Contractors with First Light will begin excavating the hillside in hopes of getting that pressure off that wall.
“That’s what we’re most concerned about — get the pressure off that wall,” Adams said.
Could the hillside completely collapse?
“It’s a risk, it’s absolutely a risk and that’s what we deal with on a daily basis with these landslides,” Adams said.
As the hillside was snapping trees and twigs, further indicating its movement, the cracks and splits in the asphalt and concrete continue to widen. The contractor estimates they will remove about 23,000 cubic yards of dirt before the rebuilding can begin. That process will start with shoring up the hillside and then filling it up to the road level. Then, a 300-foot section of the road will have to be rebuilt.
“This is gonna be a long-term closure, not a short-term by any means,” says Adams.
Define long term?
“It’s going to take a considerable amount of time,” he said.
Until then, 11,000 drivers every morning and 12,250 every afternoon will be forced to detour or find an alternative route.
“This is terrible. McKeesport Bridge is down, now 30 is down. I don’t know what I’m going to do. This is crazy,” one driver said.
“It’s crazy. We didn’t know when we left work they were going to close the road going out. So it’s pretty insane that we got here, then all of a sudden, were stuck,” another driver said.
“I think it’s a mess. I think they need to get it fixed up fast,” said one driver. “I’ll probably find a different way.”

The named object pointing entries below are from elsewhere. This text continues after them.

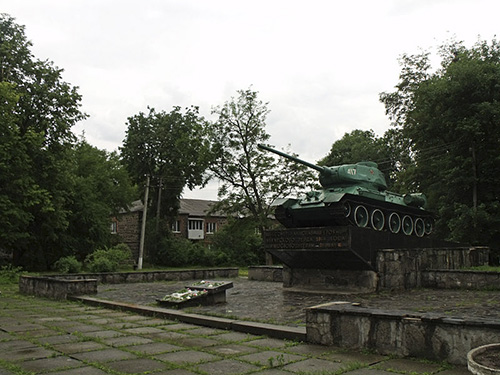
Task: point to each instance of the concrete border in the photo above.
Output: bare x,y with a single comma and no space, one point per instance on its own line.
255,328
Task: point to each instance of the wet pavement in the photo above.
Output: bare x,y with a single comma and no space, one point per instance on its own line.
271,303
40,336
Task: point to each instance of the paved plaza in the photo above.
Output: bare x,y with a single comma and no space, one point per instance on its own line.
40,336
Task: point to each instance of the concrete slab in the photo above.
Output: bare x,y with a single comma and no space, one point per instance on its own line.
132,366
232,350
80,371
103,334
50,364
27,354
125,341
408,366
227,366
105,355
271,358
79,347
186,356
267,342
155,348
197,342
366,358
314,365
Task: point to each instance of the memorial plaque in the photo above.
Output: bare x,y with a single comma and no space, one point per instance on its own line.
307,238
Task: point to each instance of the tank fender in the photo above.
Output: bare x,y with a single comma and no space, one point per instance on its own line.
285,202
333,197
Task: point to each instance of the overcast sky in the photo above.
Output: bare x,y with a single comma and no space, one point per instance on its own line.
320,64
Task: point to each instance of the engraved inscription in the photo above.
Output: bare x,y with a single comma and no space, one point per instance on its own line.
307,238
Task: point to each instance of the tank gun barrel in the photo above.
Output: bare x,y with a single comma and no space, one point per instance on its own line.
295,159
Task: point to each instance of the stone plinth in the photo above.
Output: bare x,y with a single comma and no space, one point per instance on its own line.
402,333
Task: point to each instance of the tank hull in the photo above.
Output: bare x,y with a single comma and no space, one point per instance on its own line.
379,211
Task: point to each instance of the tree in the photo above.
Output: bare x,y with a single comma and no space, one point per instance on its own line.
101,188
172,148
251,179
38,110
362,145
449,119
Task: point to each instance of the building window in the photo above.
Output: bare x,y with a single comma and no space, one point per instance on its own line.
114,227
195,225
195,229
211,228
176,226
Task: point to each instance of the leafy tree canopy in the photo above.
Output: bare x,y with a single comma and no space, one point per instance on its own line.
56,197
172,148
251,179
449,120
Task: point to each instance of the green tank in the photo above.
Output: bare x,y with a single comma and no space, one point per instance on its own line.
354,194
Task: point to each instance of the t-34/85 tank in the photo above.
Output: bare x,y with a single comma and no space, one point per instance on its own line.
354,194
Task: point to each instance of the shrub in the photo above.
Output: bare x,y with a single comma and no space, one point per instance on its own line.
68,264
108,260
10,274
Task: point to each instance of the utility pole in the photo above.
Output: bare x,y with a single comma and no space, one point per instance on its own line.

Eastbound drivers can follow the posted detour from Electric Avenue in North Braddock:
• From eastbound Route 30, all traffic will take the ramp to Electric Avenue toward East Pittsburgh/Turtle Creek
• Turn right onto Braddock Avenue
• Turn left onto East Pittsburgh McKeesport Boulevard
• Turn left onto Navy-Marine Corp Way
• Turn right onto eastbound Route 30
• End detour
Contractors went home for the night late Friday, but they will be working around the clock starting at 7 a.m. Saturday to begin fixing the problem.